In May 1941, the brigade was transferred to the Odessa Military District. There, it became part of the newly formed 3rd Airborne Corps at Voznesensk, and was expanded to include a headquarters, a separate communications company, a separate bicycle reconnaissance company, four airborne battalions with 546 men each, an artillery battalion, a separate anti-aircraft machine gun company, and a school for junior command personnel, for a total of 2,588 men. It was armed with twelve 45mm anti-tank guns, eighteen 50mm mortars, 288 flamethrowers, sixteen 7.62mm machine guns, and 108 Degtyaryov light machine guns.

== World War II ==
In early July, the brigade was transferred north to the Kiev area with the rest of the corps. On 15 July, it concentrated into the Dudarkovo area, organizing a circular anti-tank and anti-aircraft defense, tasked with air surveillance of the area around the Gogolev and Borispol airfields in order to prevent a German airborne attack. From early August, the brigade fought with the corps in the Battle of Kiev. A battalion from the 212th entered combat on 6 August and was joined by the rest of the brigade on the morning of 7 August. A squad leader of the 212th, Sergeant Yakov Vatomov, became one of the first airborne Heroes of the Soviet Union of the war for leading his platoon in an attack. The brigade was temporarily detached to the Kiev Fortified Region for the defense, and on 21 August, when the troops defending the city in the northern sector began retreating to the Dnieper, it was pulled out and rejoined the corps in the Vortnichi Forest near Brovary. On 23 August, German troops captured the Okunevo bridge and began advancing east, threatening the capture of Oster, a key rear base north of Kiev. The brigade was transferred to Oster to hold the city and on 24 August was given responsibility for the defense of the line of Beliki, Oster, and Vypolzovo. By the morning of 25 August, it was to be reinforced with a rifle regiment and artillery battalion from the 165th Rifle Division, and a flotilla company. For five days the brigade defended Oster, preventing German troops from crossing the Desna River. On 28 August, the brigade and its corps were withdrawn into Southwestern Front reserve.

In early September, Colonel Viktor Zholudev took command of the brigade. On 7 September, German troops attempted to cross the Seym but were repulsed. For actions in early September, rifleman Red Army man Nikolay Obukhov was also made a Hero of the Soviet Union.
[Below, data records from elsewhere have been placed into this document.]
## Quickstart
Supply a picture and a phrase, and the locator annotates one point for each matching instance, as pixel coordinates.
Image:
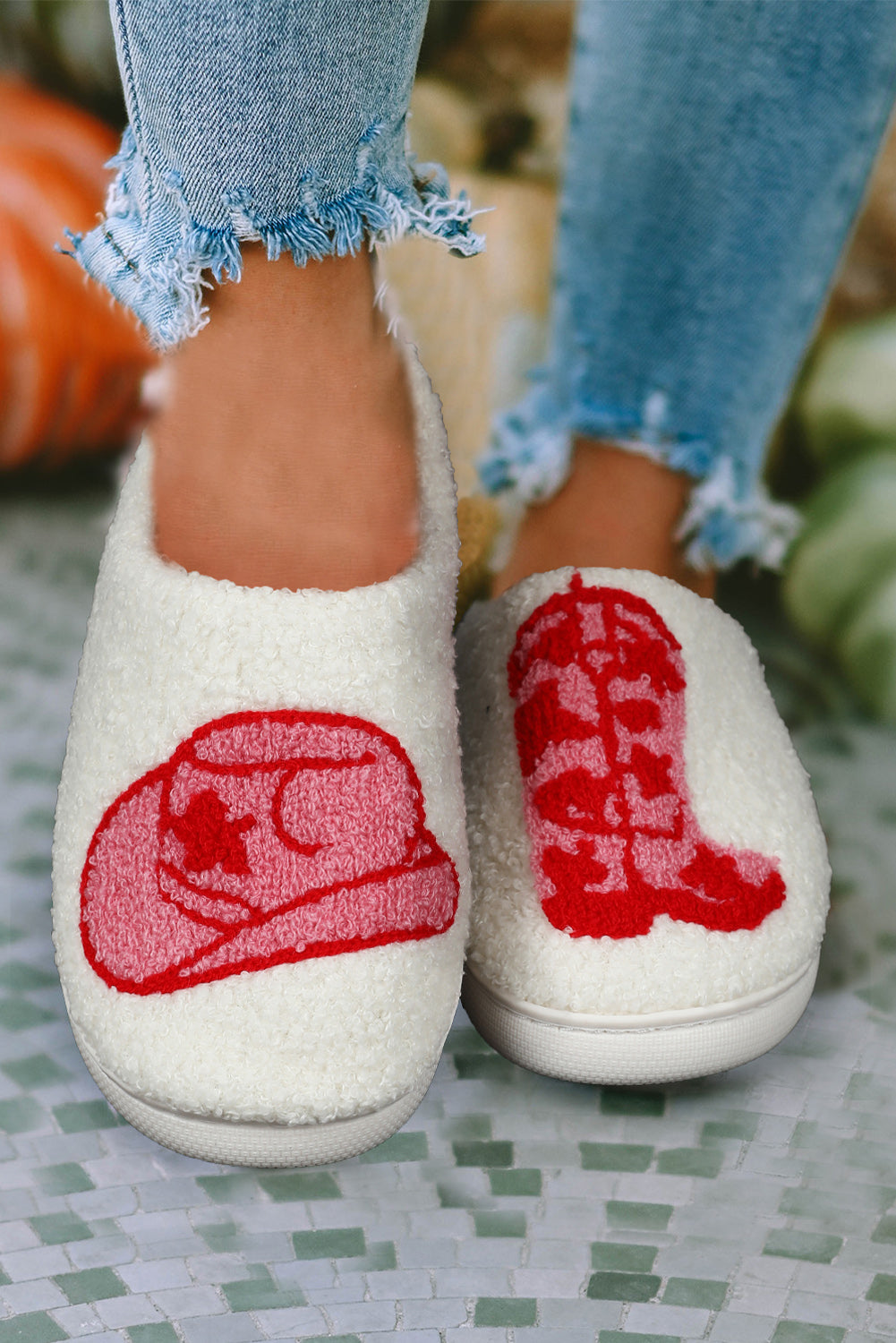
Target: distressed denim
(716, 158)
(281, 121)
German troops crossed the river on 9 September under cover of a five-hour long artillery and aerial bombardment. Under heavy pressure, the Soviet troops withdrew into the Lizogubovsky forest. The remnants of the 212th raided German supply depots and other targets in the German rear. On 17 September, they were ordered to break out and linked up with the right flank of the 40th Army on 29 September. During these actions, Zholudev was seriously wounded.

On 1 November, the brigade was still part of the corps, assigned to the Southwestern Front's 40th Army. On 6 November, while defending positions near Kursk, the corps and its brigades were reorganized into the 87th Rifle Division. The 212th Brigade became the 283rd Rifle Regiment of the new division. Later that month, in the North Caucasus Military District at Yeysk and later Yessentuki, the 3rd Airborne Corps was reformed, including the 212th Brigade. In May, as a result of renewed German advances, the corps was converted into the 33rd Guards Rifle Division, and the brigade reorganized into the 91st Guards Rifle Regiment.